Prawdą jest, że Szwedzi nie zawsze mogli się cieszyć takim stopniem wolności. Jednakże „szwedzki socjalizm” panował tylko przez kilka dekad, głównie w latach 70. i 80. XX wieku. I jak to zwykle bywa to te dekady są jedyną skazą na najnowszej historii szwedzkiego sukcesu.
W XIX wieku Szwecja była jednym z najbiedniejszych i najgorzej rozwiniętych krajów w Europie. To właśnie wtedy, Minitster Finansów Johan August Gripenstedt – zwolennik de Tocqueville’a i Bastiata – wprowadził daleko idące reform ekonomiczne, które zapoczątkowały zmianę systemu gospodarczego na kapitalistyczny. Szwecja otworzyła się na resztę świata, a co za tym idzie wolny handel i migrację. Rozkwitała wolna przedsiębiorczość i konkurencja. Dodatkowo, przeprowadzona została deregulacja sektora finansowego.
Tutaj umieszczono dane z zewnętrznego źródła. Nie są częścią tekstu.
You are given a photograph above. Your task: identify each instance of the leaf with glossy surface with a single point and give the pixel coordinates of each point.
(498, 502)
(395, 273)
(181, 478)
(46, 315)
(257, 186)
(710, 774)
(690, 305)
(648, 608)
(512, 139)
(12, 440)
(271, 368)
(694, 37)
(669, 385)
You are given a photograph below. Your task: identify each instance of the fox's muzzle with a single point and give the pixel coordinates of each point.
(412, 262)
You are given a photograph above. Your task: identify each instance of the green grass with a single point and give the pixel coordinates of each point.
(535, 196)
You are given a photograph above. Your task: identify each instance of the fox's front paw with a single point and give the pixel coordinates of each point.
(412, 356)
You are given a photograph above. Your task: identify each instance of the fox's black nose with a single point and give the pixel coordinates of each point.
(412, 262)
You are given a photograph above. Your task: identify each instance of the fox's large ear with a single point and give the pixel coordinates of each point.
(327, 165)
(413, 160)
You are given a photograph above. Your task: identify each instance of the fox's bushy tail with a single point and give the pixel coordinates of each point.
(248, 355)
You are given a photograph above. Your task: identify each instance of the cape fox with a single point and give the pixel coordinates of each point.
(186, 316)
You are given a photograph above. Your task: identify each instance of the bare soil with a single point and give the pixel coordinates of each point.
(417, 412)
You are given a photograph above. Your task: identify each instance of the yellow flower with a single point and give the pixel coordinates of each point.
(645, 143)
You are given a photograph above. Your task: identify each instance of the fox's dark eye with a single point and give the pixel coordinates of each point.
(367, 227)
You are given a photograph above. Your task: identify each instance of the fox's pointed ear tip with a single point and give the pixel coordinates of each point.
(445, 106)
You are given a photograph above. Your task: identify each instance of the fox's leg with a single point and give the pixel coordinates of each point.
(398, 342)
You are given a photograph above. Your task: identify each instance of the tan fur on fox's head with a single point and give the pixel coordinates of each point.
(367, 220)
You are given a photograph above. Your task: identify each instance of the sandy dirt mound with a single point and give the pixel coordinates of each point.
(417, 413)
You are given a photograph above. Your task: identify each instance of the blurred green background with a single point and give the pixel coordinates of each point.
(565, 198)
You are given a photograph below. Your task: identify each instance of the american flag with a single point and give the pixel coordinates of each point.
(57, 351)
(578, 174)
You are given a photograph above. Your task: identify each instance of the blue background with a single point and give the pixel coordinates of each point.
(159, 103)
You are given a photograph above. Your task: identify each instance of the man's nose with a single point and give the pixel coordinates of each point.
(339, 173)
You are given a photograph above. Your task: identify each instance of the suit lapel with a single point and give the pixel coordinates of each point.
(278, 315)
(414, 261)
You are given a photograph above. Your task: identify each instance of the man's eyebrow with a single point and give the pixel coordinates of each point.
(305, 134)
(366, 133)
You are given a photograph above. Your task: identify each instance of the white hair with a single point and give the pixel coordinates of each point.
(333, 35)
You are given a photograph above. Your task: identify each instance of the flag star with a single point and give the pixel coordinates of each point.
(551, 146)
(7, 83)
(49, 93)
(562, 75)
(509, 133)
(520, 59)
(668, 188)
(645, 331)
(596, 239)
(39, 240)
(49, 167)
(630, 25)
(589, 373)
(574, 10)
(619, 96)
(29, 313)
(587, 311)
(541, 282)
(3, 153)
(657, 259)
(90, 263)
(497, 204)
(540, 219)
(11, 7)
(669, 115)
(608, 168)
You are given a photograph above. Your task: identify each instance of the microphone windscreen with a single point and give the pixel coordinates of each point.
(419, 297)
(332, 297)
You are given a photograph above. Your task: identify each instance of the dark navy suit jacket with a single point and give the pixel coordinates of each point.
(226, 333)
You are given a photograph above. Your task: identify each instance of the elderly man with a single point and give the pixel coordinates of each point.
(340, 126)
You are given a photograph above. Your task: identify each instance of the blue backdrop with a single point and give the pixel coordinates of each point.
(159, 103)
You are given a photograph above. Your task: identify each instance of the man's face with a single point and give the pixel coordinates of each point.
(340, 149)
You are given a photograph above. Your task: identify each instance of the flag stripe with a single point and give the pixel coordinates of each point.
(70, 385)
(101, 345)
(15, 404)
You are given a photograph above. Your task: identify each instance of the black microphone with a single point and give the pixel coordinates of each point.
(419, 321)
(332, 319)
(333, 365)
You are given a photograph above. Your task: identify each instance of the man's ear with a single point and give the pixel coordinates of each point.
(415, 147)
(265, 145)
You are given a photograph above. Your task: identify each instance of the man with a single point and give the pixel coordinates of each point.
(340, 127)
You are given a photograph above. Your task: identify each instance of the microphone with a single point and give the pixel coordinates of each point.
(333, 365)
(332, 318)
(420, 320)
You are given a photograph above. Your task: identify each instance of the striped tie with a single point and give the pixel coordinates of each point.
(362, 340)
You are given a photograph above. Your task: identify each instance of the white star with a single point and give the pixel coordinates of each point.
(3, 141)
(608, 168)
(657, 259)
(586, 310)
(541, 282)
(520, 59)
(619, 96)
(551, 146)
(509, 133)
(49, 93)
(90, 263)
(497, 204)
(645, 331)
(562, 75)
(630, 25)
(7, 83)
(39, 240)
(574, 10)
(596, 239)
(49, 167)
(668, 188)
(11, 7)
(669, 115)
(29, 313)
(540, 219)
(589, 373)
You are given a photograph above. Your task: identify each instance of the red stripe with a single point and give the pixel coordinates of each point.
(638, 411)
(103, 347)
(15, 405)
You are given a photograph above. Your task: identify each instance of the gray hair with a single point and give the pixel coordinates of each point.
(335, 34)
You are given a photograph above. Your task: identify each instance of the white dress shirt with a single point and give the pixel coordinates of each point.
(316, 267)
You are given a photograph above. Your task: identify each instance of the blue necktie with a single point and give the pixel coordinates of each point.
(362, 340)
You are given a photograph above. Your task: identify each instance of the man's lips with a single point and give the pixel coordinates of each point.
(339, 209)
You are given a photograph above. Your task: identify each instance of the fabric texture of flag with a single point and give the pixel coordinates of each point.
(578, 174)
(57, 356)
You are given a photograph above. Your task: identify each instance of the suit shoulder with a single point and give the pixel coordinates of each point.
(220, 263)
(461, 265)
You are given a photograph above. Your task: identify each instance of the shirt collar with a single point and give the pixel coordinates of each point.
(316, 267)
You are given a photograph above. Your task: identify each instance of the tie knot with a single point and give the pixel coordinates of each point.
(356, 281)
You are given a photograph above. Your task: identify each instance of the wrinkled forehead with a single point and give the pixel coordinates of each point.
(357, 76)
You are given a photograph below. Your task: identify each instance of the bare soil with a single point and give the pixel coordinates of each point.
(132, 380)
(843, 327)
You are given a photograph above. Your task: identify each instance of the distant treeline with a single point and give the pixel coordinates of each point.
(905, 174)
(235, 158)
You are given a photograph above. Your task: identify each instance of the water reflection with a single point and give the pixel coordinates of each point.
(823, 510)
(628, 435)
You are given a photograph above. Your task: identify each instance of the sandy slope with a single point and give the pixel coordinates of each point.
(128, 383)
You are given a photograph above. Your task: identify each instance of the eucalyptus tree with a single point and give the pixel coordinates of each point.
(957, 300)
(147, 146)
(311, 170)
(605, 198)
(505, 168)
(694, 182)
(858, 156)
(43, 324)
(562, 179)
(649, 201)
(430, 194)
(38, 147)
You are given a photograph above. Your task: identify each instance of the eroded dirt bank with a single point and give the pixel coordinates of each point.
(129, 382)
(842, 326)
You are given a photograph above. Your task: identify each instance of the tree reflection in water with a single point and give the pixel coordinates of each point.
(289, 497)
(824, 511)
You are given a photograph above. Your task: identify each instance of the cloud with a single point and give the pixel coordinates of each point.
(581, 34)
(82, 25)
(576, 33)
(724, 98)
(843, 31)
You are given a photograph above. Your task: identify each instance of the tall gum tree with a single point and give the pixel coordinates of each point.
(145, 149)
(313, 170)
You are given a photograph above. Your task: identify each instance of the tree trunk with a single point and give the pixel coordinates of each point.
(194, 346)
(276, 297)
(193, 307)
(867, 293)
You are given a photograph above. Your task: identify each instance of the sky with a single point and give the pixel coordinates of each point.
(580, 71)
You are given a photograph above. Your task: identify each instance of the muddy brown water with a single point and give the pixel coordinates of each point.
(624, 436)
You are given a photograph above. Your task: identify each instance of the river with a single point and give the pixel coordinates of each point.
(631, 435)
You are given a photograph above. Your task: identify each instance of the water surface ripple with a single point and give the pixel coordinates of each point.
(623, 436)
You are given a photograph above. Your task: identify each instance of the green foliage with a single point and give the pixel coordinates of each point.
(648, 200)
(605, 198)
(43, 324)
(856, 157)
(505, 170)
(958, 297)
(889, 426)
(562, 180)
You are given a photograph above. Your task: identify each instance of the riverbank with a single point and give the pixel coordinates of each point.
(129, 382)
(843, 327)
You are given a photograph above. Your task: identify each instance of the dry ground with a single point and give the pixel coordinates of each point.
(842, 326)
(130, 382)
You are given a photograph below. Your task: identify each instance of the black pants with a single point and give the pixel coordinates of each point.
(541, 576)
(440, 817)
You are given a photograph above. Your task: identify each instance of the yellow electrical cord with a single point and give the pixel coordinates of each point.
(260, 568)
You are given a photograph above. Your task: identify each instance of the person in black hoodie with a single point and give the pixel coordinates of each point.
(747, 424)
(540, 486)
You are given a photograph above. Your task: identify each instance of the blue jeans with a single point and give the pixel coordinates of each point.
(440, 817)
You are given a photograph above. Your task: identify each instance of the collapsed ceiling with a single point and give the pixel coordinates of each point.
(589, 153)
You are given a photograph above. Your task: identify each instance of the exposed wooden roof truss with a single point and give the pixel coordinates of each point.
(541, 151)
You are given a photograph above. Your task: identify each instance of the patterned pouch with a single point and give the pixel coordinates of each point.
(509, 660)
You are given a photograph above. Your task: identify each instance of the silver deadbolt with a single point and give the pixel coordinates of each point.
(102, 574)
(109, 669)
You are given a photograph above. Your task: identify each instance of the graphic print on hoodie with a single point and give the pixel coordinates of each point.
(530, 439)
W roku 1890, Szwecja odnotowywała najwyższy wzrost gospodarczy na świecie a sytuacja taka utrzymywała się aż do roku 1950. Przez te 60 lat obciążenia podatkowe w Szwecji były niższe niż europejska, a nawet amerykańska średnia. Dopiero w 1950 r. poziom tych obciążeń wzrósł do 20 proc. PKB, pozostając mino wszystko na relatywnie niskim poziomie.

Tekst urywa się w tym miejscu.